The British Equity Collecting Society (BECS) today announced decisive action to safeguard the rights of its members, audiovisual performers, whose recorded performances are used without consent or payment to train artificial intelligence systems.
AI developers have used performers’ recorded work to train their systems and generate new content. In the UK, this practice infringes performers’ exclusive rights under the Copyright, Designs and Patents Act 1988. Across the European Union, it similarly breaches performers’ exclusive rights. Despite this, some AI developers have attempted to justify such use under the EU text and data mining exception set out in Article 4 of Directive (EU) 2019/790 and its national implementations.

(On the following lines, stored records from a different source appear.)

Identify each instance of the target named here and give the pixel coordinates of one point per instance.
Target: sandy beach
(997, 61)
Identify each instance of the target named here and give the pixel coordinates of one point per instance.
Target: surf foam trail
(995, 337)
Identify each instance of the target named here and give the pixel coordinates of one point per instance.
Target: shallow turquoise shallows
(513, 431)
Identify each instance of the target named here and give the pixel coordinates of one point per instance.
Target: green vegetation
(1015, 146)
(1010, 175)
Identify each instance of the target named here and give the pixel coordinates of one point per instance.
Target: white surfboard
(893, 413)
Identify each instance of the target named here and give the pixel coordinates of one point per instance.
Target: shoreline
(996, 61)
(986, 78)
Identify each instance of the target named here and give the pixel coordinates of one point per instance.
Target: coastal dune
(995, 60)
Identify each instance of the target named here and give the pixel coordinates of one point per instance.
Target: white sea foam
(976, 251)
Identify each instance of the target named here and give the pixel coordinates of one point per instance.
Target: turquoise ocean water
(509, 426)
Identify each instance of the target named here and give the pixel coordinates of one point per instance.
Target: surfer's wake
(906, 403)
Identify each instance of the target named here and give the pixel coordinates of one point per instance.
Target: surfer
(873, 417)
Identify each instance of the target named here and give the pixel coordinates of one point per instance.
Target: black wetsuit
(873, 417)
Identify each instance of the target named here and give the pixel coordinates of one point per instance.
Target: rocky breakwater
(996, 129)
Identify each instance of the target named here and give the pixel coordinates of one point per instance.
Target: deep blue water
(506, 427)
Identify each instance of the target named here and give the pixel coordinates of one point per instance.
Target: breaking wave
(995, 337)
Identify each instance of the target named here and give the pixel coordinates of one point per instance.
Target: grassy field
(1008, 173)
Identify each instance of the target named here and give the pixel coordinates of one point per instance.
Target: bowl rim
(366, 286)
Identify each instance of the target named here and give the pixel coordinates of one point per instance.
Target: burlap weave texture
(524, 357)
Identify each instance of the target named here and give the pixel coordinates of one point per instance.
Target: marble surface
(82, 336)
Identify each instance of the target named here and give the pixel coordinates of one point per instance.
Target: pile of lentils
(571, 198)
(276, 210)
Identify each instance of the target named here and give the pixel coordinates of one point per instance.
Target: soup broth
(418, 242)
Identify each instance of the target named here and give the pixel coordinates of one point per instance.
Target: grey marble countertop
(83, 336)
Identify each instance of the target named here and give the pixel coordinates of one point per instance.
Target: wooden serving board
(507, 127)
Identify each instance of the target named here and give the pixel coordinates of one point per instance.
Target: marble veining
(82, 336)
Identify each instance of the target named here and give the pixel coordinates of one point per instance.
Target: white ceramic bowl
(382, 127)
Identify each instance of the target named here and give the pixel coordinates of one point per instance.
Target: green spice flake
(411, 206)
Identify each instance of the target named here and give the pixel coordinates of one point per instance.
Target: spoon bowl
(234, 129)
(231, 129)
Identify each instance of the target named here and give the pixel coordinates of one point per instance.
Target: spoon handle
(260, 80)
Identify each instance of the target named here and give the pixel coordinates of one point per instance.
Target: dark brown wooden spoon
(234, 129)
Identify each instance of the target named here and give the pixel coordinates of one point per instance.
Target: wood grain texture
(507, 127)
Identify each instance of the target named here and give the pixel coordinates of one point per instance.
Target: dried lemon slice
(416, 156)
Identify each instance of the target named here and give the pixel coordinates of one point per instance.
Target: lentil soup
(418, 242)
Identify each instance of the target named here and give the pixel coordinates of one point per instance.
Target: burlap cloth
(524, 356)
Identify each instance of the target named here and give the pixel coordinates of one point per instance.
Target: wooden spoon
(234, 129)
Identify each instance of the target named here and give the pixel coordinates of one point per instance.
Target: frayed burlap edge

At BECS’ recent Annual General Meeting, members voted overwhelmingly to grant the organisation a clear mandate to defend their rights in relation to AI training. As part of this mandate, BECS has formally exercised an opt out from the EU Article 4 text and data mining exception on behalf of its members.
The BECS opt out can be found here.
This opt out unequivocally asserts that audiovisual performers reserve the exclusive right to authorise or refuse the reproduction of their performances for text and data mining within the EU. This sends a clear message that: AI developers may not use BECS members’ performances for training or incorporate them into AI-generated outputs without explicit permission.

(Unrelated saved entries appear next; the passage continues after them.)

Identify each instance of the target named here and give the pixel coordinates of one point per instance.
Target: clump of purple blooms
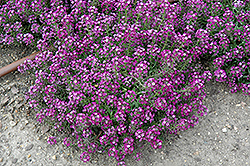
(127, 71)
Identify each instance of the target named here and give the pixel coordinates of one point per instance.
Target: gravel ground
(221, 137)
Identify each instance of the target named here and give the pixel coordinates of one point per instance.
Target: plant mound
(127, 71)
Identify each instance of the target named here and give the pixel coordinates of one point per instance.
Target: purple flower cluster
(127, 71)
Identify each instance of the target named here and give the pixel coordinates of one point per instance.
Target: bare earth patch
(220, 138)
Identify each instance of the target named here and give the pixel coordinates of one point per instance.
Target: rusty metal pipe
(13, 66)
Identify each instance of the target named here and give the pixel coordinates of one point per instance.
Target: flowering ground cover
(127, 71)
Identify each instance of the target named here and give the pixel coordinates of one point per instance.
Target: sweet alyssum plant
(127, 71)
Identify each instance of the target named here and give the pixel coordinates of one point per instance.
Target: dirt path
(221, 138)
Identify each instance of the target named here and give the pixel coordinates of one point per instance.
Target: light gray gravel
(221, 137)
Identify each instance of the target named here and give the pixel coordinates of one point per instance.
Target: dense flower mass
(127, 71)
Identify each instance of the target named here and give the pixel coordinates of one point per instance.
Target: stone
(14, 90)
(29, 147)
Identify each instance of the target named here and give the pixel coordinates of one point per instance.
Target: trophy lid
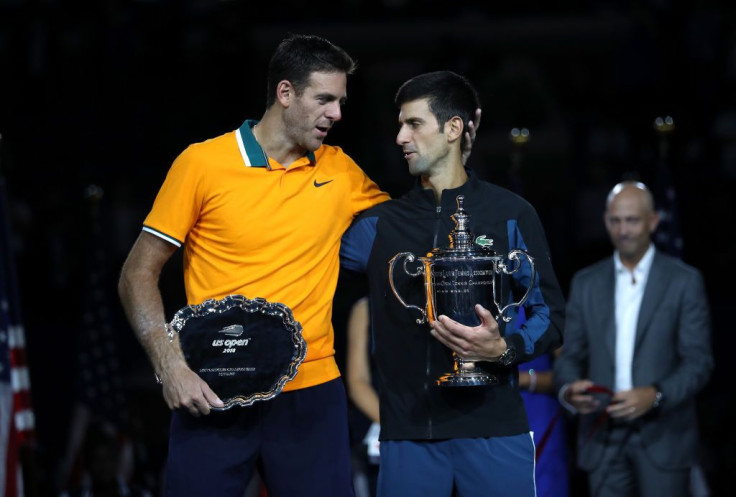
(462, 239)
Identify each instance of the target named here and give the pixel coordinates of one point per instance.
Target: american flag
(16, 416)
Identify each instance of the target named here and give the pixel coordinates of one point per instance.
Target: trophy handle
(514, 256)
(409, 258)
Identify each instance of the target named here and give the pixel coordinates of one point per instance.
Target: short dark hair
(298, 56)
(449, 95)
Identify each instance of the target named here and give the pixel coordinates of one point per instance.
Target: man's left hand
(631, 404)
(477, 343)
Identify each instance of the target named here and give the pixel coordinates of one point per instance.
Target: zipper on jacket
(427, 379)
(437, 211)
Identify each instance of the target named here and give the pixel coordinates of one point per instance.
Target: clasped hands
(473, 343)
(625, 405)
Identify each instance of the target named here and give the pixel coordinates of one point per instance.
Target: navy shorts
(473, 467)
(298, 440)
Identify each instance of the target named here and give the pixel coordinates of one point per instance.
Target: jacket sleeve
(571, 365)
(693, 342)
(544, 308)
(357, 243)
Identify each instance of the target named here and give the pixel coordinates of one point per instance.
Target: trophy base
(467, 379)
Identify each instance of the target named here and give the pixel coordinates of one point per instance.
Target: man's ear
(454, 129)
(285, 93)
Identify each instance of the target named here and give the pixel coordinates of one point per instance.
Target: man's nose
(402, 136)
(334, 111)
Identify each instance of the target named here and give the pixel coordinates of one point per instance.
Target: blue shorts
(474, 467)
(299, 440)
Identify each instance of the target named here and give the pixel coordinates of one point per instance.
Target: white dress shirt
(629, 293)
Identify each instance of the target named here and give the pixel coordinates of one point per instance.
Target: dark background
(109, 92)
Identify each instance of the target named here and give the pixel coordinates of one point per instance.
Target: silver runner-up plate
(246, 350)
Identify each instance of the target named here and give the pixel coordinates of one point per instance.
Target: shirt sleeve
(179, 201)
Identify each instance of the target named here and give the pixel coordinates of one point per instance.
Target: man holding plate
(260, 212)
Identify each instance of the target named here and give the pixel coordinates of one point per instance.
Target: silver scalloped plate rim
(255, 305)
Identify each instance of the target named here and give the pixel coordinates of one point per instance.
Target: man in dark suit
(637, 351)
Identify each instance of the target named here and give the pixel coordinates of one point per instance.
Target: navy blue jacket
(408, 360)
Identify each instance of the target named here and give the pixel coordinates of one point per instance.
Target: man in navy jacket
(474, 440)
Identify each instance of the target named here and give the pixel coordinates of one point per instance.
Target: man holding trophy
(446, 337)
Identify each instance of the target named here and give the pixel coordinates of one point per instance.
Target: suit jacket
(672, 350)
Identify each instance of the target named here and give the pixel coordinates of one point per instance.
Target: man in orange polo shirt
(260, 212)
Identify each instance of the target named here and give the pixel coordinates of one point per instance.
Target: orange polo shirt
(250, 226)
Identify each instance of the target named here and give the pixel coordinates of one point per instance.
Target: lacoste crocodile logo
(483, 241)
(322, 184)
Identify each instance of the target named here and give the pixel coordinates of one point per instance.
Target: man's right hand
(578, 396)
(183, 388)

This is an essential and timely step towards ensuring that performers retain control over their work in the face of rapidly advancing technologies. Nonetheless, BECS stresses that further urgent political action is required to ensure a fair and sustainable balance between the rights of human creators and performers, and the commercial interests of the technology companies whose systems rely on their work – often to produce content that may ultimately compete with them.
Tayyiba Nasser, BECS CEO stated: “Our performers pour their craft, their voice, and often a part of their identity into the work they create. That work should never be taken for granted. This opt‑out makes our position unequivocal: our members’ performances cannot be reproduced or repurposed without clear authorisation, fair remuneration, and full transparency.
We support innovation, but it must respect the people whose creativity fuels it. We urge policymakers and developers to work with us to put those principles at the heart of how AI is built and deployed.”
BECS Members Sanjeev Bhashkar O.B.E. and Meera Syal D.B.E. added: “In the rapidly changing technology of AI, it’s essential that we have the legal and moral right to choose if and how our voice, likeness and works are used to create, train or further any AI models. We totally support the BECS mandate to safeguard all its members.”